Wednesday, August 29

What to Bring to College

Okay, it’s 10AM and I’ve just woken up. I stayed up until 2 trying to figure out what choice I should make. I think the Anonymous who commented was right- I have to make the effort to put this behind me. Gregg could have called me if he wanted to, but he didn’t. He didn’t call me once the whole summer when he probably had a thousand opportunities to sneak away and give me a call from his cell, or maybe call me once from work on a break. But he didn’t. I need to wake up and take the hint. He’s probably not ever going to call again.

The thing I’m most worried about though is that he’ll call in like a year or so as soon as I’ve gotten over him and stopped thinking about him daily. I’m afraid he’ll call and say “Hey! How are you?” and my mending heart will be snapped into at least four pieces again and I’ll go “Good. How are you?”.

I freaking hate men. In my opinion, lesbians have it easy. Women, I could deal with. Damn you, God, that you didn’t make me attracted to them.

In other news, I’ve finally begun packing for college. I had a small box together with the essentials that I hadn’t unpacked, but the rest of it has been a real bitch to get together. I still need to find some Tylenol. I know I bought a bottle, but damned if it isn’t buried somewhere. Hopefully, it’s buried in one of my bags.

You know what I hate? College lists that try to be like “Things You Never Would Have Thought Of to Bring to College”. They’re never original. Ever. Why? Because everyone thinks of them. The following is my version of a Things You Never Would Have Thought to Bring to College, and my version really is things you wouldn’t think of.

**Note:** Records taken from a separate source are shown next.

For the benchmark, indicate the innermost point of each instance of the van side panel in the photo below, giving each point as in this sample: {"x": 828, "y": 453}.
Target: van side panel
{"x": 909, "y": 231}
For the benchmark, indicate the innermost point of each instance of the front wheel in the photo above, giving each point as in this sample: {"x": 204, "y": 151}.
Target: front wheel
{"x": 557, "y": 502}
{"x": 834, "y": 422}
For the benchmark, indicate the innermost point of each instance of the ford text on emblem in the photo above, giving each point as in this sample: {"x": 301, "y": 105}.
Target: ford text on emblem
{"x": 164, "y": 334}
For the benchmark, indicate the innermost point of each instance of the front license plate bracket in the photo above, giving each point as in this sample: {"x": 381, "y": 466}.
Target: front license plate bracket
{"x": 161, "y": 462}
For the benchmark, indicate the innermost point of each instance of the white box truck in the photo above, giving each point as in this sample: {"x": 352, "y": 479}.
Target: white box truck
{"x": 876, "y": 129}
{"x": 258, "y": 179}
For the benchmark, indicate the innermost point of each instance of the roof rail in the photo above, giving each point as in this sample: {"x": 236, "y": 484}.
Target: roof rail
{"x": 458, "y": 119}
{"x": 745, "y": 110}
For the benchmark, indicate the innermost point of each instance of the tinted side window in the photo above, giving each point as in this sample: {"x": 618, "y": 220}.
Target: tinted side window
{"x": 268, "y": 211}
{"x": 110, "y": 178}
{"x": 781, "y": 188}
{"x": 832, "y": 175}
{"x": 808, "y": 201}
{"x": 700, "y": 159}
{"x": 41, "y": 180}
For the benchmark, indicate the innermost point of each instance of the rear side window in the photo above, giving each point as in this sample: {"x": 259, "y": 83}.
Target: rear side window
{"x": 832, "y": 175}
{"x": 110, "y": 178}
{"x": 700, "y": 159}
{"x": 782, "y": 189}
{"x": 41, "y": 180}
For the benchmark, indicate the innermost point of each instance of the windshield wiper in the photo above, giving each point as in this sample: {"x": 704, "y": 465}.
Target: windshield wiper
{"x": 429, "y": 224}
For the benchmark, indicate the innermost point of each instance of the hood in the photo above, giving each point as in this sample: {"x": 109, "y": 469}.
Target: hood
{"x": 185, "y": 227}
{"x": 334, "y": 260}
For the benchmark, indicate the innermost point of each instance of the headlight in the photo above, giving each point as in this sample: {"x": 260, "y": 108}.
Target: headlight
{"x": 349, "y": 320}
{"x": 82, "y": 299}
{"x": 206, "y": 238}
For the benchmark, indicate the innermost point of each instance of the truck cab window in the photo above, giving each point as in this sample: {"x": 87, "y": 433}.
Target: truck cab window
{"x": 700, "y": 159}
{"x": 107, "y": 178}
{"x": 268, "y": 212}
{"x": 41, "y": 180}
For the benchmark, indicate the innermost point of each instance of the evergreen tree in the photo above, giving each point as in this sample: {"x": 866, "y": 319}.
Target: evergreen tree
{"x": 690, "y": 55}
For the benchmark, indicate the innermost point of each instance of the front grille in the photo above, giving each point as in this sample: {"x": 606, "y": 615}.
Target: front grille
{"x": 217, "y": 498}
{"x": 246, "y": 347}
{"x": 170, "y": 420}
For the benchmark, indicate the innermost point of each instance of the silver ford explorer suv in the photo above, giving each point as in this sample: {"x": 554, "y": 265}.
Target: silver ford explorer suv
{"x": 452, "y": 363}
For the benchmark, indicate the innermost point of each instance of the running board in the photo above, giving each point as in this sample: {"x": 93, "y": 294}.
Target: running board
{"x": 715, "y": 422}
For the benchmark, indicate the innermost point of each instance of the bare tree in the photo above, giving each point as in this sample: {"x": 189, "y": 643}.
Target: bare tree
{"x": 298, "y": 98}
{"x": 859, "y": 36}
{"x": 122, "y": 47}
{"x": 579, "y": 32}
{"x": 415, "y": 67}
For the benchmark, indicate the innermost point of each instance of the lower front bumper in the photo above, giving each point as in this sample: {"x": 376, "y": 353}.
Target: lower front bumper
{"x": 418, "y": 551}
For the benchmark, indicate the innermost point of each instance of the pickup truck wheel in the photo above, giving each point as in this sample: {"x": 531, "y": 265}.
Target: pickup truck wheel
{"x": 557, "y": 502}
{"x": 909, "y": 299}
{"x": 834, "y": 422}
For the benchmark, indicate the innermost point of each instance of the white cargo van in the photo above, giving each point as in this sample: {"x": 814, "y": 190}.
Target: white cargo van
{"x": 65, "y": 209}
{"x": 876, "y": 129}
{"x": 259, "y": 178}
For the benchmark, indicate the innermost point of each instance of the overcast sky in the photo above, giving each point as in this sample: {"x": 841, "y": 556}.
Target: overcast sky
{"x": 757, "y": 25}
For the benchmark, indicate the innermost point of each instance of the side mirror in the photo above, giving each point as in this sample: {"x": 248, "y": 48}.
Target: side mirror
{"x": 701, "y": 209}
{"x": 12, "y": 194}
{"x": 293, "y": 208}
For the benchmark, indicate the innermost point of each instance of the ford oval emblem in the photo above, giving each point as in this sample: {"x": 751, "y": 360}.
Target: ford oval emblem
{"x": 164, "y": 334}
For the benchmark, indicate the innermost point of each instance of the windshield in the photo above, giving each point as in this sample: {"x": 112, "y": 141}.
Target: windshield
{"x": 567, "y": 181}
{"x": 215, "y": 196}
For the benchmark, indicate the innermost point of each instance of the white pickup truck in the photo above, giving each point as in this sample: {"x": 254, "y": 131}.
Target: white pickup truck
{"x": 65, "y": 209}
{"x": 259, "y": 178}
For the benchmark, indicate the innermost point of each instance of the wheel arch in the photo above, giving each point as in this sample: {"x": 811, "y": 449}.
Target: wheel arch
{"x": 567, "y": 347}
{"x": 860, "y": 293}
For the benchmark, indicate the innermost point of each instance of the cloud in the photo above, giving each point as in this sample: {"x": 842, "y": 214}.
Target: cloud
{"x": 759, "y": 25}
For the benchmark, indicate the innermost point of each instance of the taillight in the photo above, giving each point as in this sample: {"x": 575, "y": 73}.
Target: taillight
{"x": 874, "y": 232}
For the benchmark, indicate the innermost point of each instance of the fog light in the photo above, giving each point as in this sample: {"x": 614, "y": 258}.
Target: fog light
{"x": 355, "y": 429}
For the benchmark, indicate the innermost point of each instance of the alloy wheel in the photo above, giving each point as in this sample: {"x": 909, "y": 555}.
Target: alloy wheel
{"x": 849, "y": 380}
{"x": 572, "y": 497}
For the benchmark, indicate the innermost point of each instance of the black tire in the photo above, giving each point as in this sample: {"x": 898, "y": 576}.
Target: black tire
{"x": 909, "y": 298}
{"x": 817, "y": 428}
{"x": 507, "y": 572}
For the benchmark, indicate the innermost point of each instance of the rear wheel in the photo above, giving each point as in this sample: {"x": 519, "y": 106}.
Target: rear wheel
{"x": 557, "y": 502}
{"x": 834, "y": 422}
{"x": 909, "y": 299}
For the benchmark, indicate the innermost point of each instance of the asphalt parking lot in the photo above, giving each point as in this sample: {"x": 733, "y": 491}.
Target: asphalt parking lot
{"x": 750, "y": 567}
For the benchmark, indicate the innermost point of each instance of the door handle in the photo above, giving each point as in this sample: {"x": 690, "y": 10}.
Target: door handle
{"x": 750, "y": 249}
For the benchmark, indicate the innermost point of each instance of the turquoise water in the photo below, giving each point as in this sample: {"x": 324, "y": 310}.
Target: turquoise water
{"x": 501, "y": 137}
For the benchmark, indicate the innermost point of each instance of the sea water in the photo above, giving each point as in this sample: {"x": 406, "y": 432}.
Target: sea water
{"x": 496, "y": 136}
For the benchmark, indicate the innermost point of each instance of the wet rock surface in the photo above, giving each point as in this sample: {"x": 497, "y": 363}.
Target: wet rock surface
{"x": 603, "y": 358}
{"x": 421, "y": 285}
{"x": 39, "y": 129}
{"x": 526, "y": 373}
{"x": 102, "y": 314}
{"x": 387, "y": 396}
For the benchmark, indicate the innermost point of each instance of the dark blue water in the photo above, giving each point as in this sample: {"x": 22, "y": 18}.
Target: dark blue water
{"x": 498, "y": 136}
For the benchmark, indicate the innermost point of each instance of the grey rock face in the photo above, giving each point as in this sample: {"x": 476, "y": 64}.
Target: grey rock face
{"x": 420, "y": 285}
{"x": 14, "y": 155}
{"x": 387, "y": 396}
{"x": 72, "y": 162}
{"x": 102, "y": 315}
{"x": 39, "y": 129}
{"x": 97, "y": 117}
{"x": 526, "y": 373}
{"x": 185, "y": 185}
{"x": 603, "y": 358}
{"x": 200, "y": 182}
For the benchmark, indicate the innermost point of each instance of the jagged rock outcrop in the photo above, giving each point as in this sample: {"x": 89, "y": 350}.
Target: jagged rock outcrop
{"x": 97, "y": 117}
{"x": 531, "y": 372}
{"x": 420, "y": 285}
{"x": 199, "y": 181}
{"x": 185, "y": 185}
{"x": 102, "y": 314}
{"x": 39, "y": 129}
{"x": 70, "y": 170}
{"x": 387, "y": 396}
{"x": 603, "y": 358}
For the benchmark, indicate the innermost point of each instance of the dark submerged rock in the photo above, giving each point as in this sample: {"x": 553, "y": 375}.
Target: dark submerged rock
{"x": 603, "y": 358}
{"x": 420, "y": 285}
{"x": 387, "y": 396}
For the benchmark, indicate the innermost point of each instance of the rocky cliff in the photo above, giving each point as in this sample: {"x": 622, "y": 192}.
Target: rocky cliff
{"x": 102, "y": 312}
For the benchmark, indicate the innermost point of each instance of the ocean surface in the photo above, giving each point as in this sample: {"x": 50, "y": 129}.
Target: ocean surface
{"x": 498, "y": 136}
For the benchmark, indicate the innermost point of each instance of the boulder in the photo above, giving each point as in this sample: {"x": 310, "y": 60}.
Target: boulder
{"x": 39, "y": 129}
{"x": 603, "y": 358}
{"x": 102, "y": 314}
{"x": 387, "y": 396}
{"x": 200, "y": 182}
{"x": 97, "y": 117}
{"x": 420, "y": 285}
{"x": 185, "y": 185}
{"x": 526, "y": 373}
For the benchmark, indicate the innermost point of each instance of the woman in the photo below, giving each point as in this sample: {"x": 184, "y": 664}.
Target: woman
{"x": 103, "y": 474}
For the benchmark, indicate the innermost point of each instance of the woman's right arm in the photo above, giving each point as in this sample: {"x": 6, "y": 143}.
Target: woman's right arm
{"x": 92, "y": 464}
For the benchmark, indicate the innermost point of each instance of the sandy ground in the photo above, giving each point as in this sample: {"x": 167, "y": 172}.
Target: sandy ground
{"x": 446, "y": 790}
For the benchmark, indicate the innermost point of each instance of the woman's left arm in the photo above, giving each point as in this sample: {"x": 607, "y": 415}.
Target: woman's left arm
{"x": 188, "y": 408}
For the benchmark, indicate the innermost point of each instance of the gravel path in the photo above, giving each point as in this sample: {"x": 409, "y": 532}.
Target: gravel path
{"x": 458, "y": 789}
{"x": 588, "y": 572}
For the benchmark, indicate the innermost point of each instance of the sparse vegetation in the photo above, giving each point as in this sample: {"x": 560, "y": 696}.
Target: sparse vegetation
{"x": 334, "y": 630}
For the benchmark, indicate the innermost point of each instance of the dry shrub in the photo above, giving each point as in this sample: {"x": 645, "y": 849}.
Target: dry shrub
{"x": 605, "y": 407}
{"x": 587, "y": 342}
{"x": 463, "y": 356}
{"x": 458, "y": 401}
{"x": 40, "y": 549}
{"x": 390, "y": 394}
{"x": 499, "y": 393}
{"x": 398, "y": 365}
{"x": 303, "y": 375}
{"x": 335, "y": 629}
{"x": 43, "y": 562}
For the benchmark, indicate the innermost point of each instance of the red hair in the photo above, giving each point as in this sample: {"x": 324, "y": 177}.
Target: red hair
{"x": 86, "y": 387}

Eight Things You Would Never Think to Bring to College
(with helpful pictures!)

1. Folding Chair of any kind.


If you’re ever going to make friends in college, you need for them to have somewhere to sit other than your bed. That fills up real fast. The desk chairs get taken up as well. I would recommend buying a couple folding chairs, actually, not just one. It depends how many friends you want to keep.


2. Yearbook


Don’t bring this item right away. If you make a group of friends, bring a yearbook back with you after winter break. You should all compare how bad your yearbooks are and why you weren’t in as many pictures as you’d like. It’s fun.

3. Hackeysack

Also known as the Insta-Friend for guys. Girls can bring one as well, but have you ever noticed how easily guys bond when they’re playing a sport together? I picked hackeysack because it has the smallest ball, but I suppose a soccer ball or a basketball would work as well.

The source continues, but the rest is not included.